Highlights & Insights

  • Mathematical Elegance: Grounding the work in Clifford algebra—a well-established mathematical framework—formalizes the "minimal primitives" of linear layers as bivectors. The \(O(\log^2 d)\) parameter complexity arises naturally from the exponential dimensional lift of Clifford algebra (\(n\)-dimensional space generates a \(2^n\)-dimensional algebra), yielding a result that is both natural and elegant.
  • Differentiable Invariant Decomposition constitutes the key technical contribution: it eliminates truncation errors in the exponential map and ensures gradient flow throughout.
  • A New Perspective on Linear Layers: Rather than asking "how to compress," this work asks "what are the essential degrees of freedom of a linear transformation?"—the answer being a small number of planar rotations.

Limitations & Future Work

  • The approach is not yet a practical drop-in replacement—system-level integration (e.g., custom CUDA kernels) would be required to realize speed advantages.
  • Evaluation is limited to Q/K/V projections; the FFN layers, which account for the majority of linear layer parameters, remain untested.
  • \(d\) must be a power of two for clean embedding decomposition; arbitrary dimensions require padding.
  • Training proceeds by distilling/approximating existing weights rather than training from scratch—whether rotor parameterization supports efficient training from random initialization remains unverified.
  • Convergence analysis is absent; the optimization landscape of multi-rotor compositions may exhibit local optima.
  • vs. LoRA: LoRA assumes low-rank weight updates; rotors assume that transformations can be composed from planar rotations. The two approaches are orthogonal and may be combinable.
  • vs. Block-Hadamard: Block-Hadamard uses structured orthogonal matrices; rotors also yield orthogonal transformations but with a distinct parameterization. Performance is comparable, but rotors use far fewer parameters.
  • vs.
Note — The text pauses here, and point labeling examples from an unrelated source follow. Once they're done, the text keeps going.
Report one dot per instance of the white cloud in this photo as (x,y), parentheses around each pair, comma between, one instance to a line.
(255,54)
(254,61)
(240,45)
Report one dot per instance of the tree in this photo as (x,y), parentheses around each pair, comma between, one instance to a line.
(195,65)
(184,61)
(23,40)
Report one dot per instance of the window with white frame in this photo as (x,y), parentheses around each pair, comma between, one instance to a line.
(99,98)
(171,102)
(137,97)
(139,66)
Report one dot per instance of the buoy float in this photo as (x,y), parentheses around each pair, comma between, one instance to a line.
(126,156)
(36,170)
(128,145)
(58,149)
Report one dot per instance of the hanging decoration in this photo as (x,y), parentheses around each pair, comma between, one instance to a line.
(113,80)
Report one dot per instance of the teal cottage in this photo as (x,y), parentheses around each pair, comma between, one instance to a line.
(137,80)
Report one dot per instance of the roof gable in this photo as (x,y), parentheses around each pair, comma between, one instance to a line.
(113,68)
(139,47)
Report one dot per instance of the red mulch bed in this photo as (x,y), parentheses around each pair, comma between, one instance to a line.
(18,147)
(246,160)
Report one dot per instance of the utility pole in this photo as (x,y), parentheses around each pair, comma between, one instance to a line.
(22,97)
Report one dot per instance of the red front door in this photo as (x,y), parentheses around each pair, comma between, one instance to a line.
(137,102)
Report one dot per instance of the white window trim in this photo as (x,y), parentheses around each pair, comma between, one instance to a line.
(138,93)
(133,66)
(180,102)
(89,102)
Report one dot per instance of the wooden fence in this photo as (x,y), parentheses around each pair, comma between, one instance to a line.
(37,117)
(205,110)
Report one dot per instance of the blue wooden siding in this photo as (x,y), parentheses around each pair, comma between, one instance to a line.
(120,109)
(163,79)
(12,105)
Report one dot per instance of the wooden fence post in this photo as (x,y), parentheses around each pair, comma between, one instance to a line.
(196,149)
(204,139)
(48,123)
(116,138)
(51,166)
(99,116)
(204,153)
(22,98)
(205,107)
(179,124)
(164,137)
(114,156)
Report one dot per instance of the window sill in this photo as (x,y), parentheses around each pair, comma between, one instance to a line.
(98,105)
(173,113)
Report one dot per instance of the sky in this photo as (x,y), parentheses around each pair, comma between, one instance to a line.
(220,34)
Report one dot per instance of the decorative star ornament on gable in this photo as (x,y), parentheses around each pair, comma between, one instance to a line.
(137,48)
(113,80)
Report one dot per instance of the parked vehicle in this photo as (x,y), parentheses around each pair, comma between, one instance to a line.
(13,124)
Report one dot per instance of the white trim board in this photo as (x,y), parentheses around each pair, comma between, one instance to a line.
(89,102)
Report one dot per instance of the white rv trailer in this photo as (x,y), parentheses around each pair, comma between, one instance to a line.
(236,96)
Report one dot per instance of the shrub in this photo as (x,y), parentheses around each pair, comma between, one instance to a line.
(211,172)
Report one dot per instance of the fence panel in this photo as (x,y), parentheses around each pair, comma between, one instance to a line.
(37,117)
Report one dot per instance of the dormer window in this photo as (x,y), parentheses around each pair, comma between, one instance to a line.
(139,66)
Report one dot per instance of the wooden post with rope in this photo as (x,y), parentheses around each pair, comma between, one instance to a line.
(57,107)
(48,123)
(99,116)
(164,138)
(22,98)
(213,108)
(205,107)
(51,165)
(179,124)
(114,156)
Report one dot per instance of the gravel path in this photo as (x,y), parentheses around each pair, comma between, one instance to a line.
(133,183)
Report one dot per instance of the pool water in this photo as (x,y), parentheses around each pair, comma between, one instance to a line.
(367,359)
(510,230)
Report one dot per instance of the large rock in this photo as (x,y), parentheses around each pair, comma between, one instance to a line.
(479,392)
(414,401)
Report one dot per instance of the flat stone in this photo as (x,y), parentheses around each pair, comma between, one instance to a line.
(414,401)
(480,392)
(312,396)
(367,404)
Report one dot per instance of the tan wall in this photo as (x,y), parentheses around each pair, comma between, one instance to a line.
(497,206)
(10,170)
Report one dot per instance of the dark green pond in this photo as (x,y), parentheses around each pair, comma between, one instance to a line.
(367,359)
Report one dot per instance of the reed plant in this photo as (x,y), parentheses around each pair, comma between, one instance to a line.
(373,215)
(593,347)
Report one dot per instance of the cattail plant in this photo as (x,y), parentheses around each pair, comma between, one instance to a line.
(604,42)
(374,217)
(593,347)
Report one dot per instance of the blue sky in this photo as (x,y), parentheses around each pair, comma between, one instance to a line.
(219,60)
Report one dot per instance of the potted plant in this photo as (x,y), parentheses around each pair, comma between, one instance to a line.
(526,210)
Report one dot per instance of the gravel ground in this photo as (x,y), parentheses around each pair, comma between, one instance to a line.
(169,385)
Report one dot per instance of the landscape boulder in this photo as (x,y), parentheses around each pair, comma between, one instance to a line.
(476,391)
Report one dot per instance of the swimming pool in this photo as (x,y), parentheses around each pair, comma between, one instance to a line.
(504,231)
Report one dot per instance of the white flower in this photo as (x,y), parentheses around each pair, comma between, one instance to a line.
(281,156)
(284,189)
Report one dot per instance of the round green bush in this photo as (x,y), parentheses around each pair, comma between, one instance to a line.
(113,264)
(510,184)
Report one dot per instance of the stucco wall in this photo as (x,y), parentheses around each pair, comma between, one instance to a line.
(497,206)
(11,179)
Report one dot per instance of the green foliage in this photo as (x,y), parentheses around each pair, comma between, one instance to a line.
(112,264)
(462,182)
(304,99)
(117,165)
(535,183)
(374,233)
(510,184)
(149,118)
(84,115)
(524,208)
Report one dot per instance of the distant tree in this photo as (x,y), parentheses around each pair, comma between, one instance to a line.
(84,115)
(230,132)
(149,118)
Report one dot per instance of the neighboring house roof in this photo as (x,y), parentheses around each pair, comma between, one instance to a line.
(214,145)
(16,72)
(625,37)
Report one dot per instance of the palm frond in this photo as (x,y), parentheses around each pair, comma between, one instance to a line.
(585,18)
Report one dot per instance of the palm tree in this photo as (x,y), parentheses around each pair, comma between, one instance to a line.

Other Applications of Geometric Algebra in Deep Learning: Clifford layers in GANs (Ruhe et al.) target equivariance, whereas this work targets parameter efficiency and decomposability.

Rating

  • Novelty: ⭐⭐⭐⭐⭐ Introducing Clifford algebra to LLM parameter efficiency represents a genuinely novel perspective with rigorous mathematical foundations.
  • Experimental Thoroughness: ⭐⭐⭐ Proof-of-concept level; lacks experiments on training from scratch, broader model coverage, and inference speed comparisons.
  • Writing Quality: ⭐⭐⭐⭐ Mathematical derivations are clear, though the presentation poses a high barrier for readers unfamiliar with Clifford algebra.
  • Value: ⭐⭐⭐⭐ Opens a new direction for understanding and compressing linear layers, though practical utility requires further validation.